How the Photovoltaic Effect Works

What happens is this (leaving out all the formulae – we’ll spare you Plank’s Constant and Einstein’s Special Theory of Relativity, which all get involved here):  An incoming photon (or particle of light, or a light wave – but we won’t get into that one, as it involves other dimensions than the normal four) strikes an atom in a suitable conductive material, such as a metal or the semiconductor silicone.  The energy of that photon is transferred to an electron in the outer shell of the atom and is enough energy to let it make a quantum leap and break free.  Normally, the electron can’t do much and is quickly reabsorbed, allowing the excess energy to be released as heat (otherwise everything with silicone or metal would be able to generate a charge).

However, if the free electron can get a current going, it will.  Of course, the photovoltaic cell needs to be wired up so the current can be used.  This current works in pretty much the same way as any current: a free electron moves to the next atom and becomes part of its outer shell, which knocks another electron out of that outer shell and so on around the circuit.  It’s easy to imagine this as being like one of those card games where everyone receives a card from the person on their left then passes a card to the player on their right.
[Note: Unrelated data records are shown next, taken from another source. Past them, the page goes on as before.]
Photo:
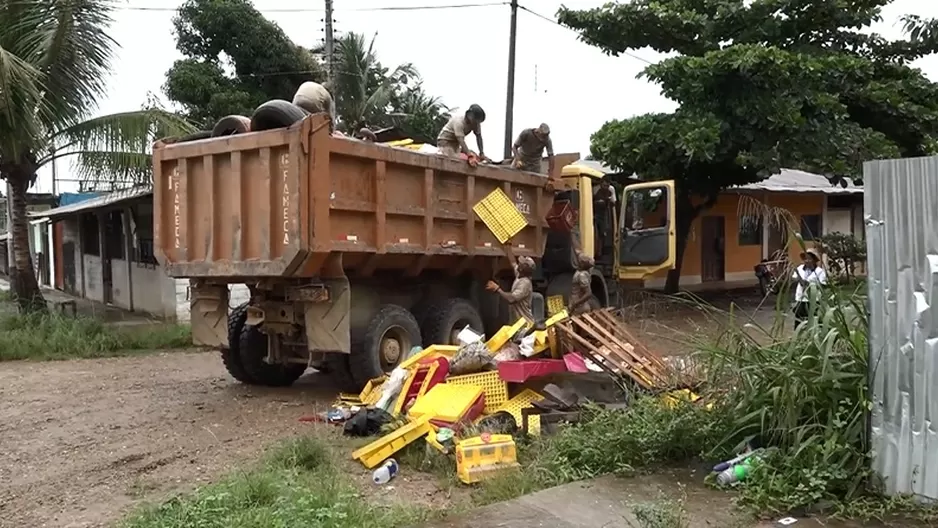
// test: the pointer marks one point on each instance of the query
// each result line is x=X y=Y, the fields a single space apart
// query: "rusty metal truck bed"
x=278 y=203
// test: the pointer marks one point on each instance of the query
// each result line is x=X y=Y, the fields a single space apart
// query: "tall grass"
x=299 y=484
x=803 y=394
x=54 y=336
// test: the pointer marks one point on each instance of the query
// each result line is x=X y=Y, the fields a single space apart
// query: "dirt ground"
x=85 y=440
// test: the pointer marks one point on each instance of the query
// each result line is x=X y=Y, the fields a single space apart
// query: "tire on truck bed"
x=252 y=351
x=383 y=343
x=230 y=356
x=447 y=317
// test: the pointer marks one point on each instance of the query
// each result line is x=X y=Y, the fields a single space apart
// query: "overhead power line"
x=321 y=10
x=556 y=23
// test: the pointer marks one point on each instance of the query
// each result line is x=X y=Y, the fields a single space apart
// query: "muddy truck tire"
x=276 y=113
x=445 y=319
x=230 y=356
x=252 y=351
x=383 y=344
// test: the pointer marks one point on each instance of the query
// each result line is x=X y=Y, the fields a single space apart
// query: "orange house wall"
x=740 y=259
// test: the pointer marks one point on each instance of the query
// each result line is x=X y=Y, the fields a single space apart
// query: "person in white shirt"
x=808 y=276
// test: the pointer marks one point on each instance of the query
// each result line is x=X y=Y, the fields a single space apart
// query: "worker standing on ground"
x=316 y=98
x=452 y=139
x=529 y=149
x=522 y=289
x=581 y=296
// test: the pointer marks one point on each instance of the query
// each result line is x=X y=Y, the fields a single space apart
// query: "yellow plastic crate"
x=555 y=304
x=477 y=458
x=500 y=215
x=494 y=387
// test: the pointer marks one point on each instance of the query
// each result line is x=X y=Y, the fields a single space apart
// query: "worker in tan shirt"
x=452 y=139
x=315 y=98
x=529 y=149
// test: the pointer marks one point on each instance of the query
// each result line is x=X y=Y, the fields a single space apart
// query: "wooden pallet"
x=605 y=339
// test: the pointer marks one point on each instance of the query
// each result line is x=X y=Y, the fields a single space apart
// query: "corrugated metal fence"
x=901 y=203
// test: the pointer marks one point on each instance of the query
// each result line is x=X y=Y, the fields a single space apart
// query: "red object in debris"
x=521 y=371
x=474 y=412
x=561 y=217
x=575 y=363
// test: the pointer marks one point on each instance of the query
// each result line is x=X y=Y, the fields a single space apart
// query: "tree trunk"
x=23 y=281
x=686 y=213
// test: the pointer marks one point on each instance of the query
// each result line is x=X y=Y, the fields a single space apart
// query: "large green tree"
x=55 y=59
x=234 y=60
x=370 y=94
x=760 y=85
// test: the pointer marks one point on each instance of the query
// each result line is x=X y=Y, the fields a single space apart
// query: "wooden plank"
x=592 y=350
x=630 y=365
x=609 y=335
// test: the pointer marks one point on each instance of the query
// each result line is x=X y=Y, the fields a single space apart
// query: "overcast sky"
x=573 y=87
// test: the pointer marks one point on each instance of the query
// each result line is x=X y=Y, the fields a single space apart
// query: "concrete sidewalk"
x=607 y=503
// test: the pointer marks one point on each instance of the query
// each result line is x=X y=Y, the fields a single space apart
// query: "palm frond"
x=116 y=146
x=20 y=96
x=67 y=41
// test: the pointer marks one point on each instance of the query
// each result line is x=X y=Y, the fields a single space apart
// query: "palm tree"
x=363 y=88
x=55 y=56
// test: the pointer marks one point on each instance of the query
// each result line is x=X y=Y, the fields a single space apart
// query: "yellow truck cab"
x=630 y=234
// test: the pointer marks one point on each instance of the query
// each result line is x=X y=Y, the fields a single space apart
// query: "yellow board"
x=523 y=400
x=477 y=459
x=494 y=387
x=446 y=402
x=500 y=215
x=373 y=454
x=447 y=351
x=504 y=335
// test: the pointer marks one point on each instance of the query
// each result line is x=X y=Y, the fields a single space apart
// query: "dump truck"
x=355 y=252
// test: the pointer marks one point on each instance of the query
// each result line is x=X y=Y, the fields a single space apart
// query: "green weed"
x=54 y=336
x=297 y=485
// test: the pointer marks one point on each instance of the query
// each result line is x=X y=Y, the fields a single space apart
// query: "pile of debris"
x=468 y=400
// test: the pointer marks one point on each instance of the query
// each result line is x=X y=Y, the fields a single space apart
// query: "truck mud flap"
x=328 y=323
x=208 y=309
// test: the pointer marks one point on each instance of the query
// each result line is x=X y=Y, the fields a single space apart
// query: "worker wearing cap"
x=808 y=276
x=452 y=139
x=529 y=149
x=522 y=289
x=316 y=98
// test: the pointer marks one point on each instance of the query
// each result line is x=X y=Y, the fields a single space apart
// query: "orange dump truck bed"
x=278 y=203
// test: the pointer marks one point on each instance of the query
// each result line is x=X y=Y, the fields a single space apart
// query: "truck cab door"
x=647 y=225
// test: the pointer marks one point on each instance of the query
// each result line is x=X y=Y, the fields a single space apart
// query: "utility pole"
x=510 y=98
x=330 y=43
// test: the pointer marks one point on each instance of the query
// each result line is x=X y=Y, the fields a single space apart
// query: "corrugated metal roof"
x=95 y=203
x=790 y=180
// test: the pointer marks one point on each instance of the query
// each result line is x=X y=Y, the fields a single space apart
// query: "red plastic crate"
x=521 y=371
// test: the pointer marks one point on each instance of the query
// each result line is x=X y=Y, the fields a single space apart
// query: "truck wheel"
x=276 y=113
x=387 y=339
x=446 y=319
x=230 y=356
x=231 y=125
x=252 y=351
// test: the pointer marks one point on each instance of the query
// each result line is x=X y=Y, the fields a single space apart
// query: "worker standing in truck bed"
x=452 y=139
x=529 y=148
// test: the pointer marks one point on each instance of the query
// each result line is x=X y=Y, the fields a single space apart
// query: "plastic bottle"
x=385 y=472
x=736 y=473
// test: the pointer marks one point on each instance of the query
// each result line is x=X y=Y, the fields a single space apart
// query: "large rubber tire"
x=276 y=114
x=230 y=356
x=252 y=351
x=445 y=319
x=391 y=324
x=231 y=125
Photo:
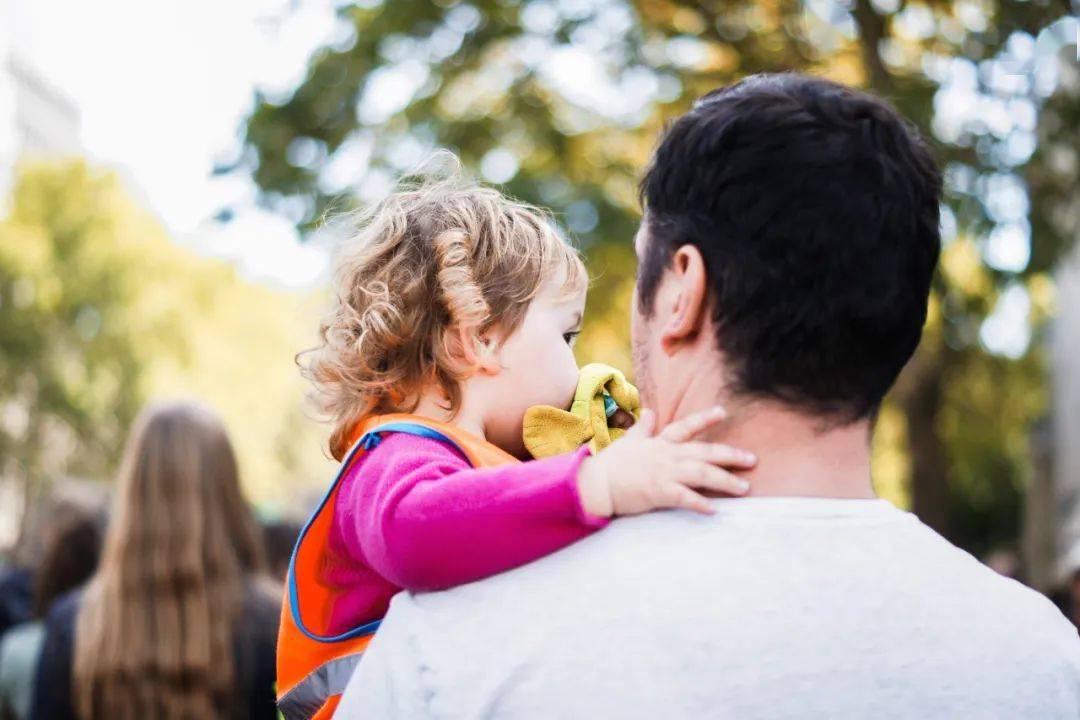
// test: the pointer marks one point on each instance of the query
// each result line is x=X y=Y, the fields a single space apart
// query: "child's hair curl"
x=432 y=268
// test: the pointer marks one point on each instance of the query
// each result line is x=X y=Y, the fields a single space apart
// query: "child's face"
x=537 y=366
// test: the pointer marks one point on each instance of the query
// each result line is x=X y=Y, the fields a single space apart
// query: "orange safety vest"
x=313 y=667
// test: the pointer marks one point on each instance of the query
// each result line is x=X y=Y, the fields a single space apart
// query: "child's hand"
x=640 y=472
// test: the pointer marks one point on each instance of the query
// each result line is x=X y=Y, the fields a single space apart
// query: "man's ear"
x=690 y=286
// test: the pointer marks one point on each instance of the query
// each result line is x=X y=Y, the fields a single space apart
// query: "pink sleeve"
x=423 y=518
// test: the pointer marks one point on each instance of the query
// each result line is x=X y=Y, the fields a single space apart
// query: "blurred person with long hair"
x=70 y=556
x=178 y=621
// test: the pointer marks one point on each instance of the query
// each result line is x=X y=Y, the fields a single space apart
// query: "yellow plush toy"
x=602 y=391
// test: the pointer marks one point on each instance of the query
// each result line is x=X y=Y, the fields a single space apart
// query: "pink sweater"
x=414 y=514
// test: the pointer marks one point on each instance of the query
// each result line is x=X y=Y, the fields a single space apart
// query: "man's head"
x=790 y=236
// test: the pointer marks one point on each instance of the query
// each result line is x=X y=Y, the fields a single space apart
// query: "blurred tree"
x=72 y=364
x=559 y=102
x=100 y=312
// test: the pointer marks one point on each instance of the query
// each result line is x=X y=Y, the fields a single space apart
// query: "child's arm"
x=423 y=518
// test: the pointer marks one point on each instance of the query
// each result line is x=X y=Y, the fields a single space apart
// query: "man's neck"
x=798 y=456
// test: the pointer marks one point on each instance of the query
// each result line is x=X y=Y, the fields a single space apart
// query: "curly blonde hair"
x=440 y=262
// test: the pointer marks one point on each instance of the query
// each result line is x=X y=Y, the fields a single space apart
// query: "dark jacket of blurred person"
x=178 y=621
x=70 y=556
x=17 y=581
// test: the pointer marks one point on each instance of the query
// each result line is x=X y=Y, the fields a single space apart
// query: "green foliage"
x=100 y=312
x=471 y=77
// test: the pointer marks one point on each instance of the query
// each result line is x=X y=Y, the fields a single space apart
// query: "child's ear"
x=478 y=350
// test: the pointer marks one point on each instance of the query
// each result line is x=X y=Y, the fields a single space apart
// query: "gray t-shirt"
x=772 y=608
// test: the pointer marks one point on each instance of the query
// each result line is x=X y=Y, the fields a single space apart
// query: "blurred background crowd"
x=175 y=175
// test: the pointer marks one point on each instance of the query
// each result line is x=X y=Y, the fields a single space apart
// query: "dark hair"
x=815 y=208
x=70 y=558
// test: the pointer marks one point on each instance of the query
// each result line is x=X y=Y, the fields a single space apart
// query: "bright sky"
x=162 y=87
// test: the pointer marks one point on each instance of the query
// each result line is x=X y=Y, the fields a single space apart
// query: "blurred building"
x=1065 y=394
x=35 y=117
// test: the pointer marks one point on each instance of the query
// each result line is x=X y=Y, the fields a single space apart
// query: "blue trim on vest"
x=367 y=442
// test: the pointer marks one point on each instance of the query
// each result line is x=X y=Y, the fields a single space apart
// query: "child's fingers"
x=687 y=428
x=704 y=476
x=682 y=497
x=717 y=453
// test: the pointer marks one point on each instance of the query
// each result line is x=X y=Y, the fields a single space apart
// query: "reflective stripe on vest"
x=313 y=664
x=304 y=701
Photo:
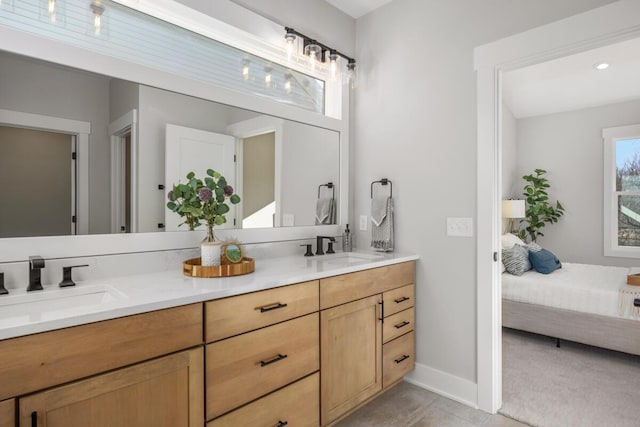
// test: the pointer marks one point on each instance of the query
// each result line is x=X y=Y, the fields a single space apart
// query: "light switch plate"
x=460 y=227
x=363 y=222
x=288 y=220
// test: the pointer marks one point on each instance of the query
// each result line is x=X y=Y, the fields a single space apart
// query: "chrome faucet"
x=319 y=244
x=36 y=264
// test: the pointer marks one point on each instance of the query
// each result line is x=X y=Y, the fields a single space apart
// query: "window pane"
x=132 y=36
x=629 y=220
x=628 y=164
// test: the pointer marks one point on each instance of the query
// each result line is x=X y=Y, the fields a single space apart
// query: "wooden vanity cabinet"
x=8 y=413
x=166 y=392
x=354 y=325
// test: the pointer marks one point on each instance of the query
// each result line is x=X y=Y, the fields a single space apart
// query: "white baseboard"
x=447 y=385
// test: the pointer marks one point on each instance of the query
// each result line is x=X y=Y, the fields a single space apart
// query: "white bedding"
x=587 y=288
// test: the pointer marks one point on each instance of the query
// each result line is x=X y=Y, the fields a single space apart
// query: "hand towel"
x=382 y=223
x=326 y=211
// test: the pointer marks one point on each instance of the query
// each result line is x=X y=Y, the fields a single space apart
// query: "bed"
x=590 y=304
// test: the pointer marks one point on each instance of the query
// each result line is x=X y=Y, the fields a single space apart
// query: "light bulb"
x=287 y=83
x=245 y=69
x=267 y=77
x=333 y=58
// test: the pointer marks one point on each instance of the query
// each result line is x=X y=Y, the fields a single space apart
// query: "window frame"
x=610 y=136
Who Discovered the Photovoltaic Effect?

The photovoltaic effect was first used to turn sunlight into motion via electricity in 1901, which is when electrical pioneer Dr Nikola Tesla patented his “apparatus for the utilization of radiant energy”.  As well as pioneering photovoltaics, Tesla was the brain behind most electrical motors and means of generating electricity.  So whether you use photovoltaic panels as a form of alternative energy or use wind-powered turbines – or switch on any electrical gadget – you have this genius to thank.